Despite a narrowing election race and a deluge of earnings, the S&P 500 has not seen a daily change greater than 1% in nearly four weeks. Realized volatility remains remarkably low. But the CBOE Volatility Index (VIX) – a predictive measure of future volatility that is often seen as Wall Street’s “fear gauge” – has nearly doubled in the same period. Is it the calm before the storm, or has VIX just got the jitters?
Presently, the difference between VIX and S&P 500 realized volatility is highly significant. November 3rd’s closing VIX was 22.1 – nearly triple the S&P 500’s trailing volatility of 7.1. A VIX higher than realized volatility is not unusual, especially when realized volatility is low, but the spread between VIX and realized volatility has reached extremely rare levels.
The gap between VIX and realized volatility has been greater than 15 on only a handful of occasions in the past quarter century. In most cases, an impending political event was the cause of the elevated VIX, and intriguingly, the subsequent performance in the S&P 500 was more commonly positive than negative.
The table provides grounds for optimism: with so much fear in evidence, one might assume that the current level of the S&P 500 reflects a discount for the market’s fears of a disruptive election result, not the current economic reality. And indeed the day-to-day economic news has been encouraging: earnings have been largely positive and as far as the U.S Federal Reserve sees it, a case is easily made for the bulls.
But we may well ask “what if the pollsters and the betting markets – both of which are currently indicating a win for Hillary Clinton in the election – have it wrong?”

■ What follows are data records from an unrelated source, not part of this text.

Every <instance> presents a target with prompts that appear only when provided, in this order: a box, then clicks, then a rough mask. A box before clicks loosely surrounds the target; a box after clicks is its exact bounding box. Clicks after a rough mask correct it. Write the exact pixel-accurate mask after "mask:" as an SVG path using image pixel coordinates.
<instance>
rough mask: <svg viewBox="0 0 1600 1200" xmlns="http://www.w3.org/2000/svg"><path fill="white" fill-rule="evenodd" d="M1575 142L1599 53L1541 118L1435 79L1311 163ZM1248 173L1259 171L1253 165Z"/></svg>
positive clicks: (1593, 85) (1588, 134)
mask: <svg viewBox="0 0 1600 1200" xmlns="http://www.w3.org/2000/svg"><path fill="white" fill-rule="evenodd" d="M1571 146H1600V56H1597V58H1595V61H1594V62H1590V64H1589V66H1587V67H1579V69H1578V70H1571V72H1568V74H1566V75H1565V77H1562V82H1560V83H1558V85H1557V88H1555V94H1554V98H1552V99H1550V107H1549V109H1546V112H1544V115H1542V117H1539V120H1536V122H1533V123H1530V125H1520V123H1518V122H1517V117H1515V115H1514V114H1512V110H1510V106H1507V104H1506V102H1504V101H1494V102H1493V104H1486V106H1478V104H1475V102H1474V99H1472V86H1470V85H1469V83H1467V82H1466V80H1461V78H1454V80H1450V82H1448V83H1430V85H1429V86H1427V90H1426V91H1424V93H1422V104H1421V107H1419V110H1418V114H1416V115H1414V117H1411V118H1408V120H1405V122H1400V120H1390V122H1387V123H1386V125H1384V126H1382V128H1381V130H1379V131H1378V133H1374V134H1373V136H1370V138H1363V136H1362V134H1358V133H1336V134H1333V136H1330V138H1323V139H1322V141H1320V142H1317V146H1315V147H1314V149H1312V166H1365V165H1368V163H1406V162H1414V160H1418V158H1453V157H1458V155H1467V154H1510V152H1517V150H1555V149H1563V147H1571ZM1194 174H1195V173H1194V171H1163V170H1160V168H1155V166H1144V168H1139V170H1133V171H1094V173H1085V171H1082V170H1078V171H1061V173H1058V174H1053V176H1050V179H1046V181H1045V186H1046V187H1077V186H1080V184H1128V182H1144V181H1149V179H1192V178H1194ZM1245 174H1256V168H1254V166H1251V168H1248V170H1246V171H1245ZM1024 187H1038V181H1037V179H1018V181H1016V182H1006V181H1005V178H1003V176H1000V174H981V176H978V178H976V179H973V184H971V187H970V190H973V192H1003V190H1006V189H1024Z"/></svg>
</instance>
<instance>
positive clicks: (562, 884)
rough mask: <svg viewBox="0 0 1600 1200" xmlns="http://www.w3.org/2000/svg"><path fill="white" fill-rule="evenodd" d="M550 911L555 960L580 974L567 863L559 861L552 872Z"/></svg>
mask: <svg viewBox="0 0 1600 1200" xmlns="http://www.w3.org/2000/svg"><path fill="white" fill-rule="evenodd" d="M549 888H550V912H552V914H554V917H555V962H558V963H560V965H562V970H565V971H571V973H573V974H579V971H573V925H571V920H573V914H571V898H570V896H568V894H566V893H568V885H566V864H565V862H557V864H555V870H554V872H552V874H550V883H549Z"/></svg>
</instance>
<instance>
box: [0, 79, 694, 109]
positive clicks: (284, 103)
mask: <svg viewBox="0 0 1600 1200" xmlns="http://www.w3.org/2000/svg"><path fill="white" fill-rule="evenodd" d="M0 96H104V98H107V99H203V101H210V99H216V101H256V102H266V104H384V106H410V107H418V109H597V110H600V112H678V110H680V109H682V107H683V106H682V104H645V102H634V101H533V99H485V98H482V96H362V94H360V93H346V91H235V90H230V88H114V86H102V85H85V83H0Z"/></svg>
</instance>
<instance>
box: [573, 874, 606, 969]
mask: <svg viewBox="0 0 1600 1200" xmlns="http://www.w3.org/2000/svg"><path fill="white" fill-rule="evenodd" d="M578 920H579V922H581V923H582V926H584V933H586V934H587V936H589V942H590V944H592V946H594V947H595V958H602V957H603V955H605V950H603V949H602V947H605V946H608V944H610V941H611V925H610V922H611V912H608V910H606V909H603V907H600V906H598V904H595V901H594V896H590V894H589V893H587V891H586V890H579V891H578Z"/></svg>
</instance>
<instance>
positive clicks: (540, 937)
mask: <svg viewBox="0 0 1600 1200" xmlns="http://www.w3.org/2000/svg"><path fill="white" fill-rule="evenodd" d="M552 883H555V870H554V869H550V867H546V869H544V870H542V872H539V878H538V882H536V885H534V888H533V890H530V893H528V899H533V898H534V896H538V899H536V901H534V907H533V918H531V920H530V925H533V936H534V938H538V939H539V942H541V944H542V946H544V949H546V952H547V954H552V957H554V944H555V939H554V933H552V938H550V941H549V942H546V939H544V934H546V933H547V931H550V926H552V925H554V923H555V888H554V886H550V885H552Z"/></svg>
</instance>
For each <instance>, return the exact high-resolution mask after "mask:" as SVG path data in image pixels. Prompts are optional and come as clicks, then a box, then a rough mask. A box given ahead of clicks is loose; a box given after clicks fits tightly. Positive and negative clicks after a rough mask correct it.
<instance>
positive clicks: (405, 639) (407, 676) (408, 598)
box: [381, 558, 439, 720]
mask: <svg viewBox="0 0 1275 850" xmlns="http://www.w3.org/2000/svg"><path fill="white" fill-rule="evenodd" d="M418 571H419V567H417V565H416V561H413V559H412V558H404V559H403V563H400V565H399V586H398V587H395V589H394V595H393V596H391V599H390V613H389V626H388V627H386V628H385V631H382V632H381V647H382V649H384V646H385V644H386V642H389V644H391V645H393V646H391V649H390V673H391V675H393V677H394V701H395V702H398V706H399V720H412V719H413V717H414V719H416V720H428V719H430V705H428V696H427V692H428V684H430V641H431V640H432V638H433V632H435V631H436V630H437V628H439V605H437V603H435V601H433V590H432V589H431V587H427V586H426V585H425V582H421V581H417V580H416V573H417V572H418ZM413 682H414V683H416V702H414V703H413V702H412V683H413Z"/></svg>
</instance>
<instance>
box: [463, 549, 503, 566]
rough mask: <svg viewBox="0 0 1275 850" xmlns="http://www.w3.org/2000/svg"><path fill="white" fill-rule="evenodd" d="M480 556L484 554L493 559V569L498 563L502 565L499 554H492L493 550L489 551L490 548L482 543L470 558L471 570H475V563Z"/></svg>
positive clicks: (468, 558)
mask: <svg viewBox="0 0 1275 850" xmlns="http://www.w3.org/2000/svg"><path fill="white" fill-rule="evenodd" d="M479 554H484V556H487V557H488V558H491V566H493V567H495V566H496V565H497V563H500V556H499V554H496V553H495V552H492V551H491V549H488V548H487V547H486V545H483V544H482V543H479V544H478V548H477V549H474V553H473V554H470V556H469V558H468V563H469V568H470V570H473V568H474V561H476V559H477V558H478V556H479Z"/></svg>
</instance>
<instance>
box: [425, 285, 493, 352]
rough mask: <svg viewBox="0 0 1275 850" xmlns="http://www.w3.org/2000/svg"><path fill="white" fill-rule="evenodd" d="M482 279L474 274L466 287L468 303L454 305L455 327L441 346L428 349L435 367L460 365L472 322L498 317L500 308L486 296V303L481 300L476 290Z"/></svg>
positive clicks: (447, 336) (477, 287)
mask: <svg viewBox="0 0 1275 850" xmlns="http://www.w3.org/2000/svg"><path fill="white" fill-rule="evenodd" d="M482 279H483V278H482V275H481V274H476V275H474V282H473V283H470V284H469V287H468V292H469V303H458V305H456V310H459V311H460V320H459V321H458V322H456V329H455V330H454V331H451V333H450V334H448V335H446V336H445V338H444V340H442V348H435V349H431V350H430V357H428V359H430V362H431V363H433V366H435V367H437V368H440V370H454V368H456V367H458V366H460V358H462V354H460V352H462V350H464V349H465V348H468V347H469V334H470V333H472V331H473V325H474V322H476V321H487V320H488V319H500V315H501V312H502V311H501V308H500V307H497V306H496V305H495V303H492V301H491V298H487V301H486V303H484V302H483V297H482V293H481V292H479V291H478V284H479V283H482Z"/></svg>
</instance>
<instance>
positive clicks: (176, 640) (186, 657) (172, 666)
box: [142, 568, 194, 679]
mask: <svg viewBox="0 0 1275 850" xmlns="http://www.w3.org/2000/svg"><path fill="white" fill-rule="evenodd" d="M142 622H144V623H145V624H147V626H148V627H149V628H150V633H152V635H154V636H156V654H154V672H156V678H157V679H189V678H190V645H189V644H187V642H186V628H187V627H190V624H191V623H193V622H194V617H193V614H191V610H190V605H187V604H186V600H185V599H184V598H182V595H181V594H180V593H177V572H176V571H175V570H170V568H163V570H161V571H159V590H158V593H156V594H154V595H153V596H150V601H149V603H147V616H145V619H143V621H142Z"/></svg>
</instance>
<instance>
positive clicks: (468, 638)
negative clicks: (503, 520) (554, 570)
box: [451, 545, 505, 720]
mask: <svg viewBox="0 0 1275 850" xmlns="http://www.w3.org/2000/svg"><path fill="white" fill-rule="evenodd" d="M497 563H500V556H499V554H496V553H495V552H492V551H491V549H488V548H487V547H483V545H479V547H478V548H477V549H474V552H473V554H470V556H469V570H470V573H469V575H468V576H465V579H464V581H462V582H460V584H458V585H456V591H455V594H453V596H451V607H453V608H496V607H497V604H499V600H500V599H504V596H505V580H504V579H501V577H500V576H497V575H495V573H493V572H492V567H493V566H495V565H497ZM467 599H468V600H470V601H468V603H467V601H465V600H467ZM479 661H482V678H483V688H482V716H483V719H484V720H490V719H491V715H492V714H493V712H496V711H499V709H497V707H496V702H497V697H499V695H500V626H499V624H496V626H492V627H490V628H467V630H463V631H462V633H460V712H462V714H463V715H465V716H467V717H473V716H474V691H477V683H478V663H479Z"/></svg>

Volatility markets have precedent for predicting surprise results: it is notable that the spread from VIX to realized S&P 500 volatility rose as high as 13 on the day before the UK referendum in June. In fact, the market’s anxiety over a potential vote to leave the EU was telegraphed in the currency volatility markets as much as three weeks before polling day.
Trump’s protectionist trade policy and political populism have drawn comparisons with the “Brexit” campaign, and the behavior of volatility markets in advance of the vote provides a further similarity. If Trump does indeed win, we cannot claim that the VIX didn’t warn us.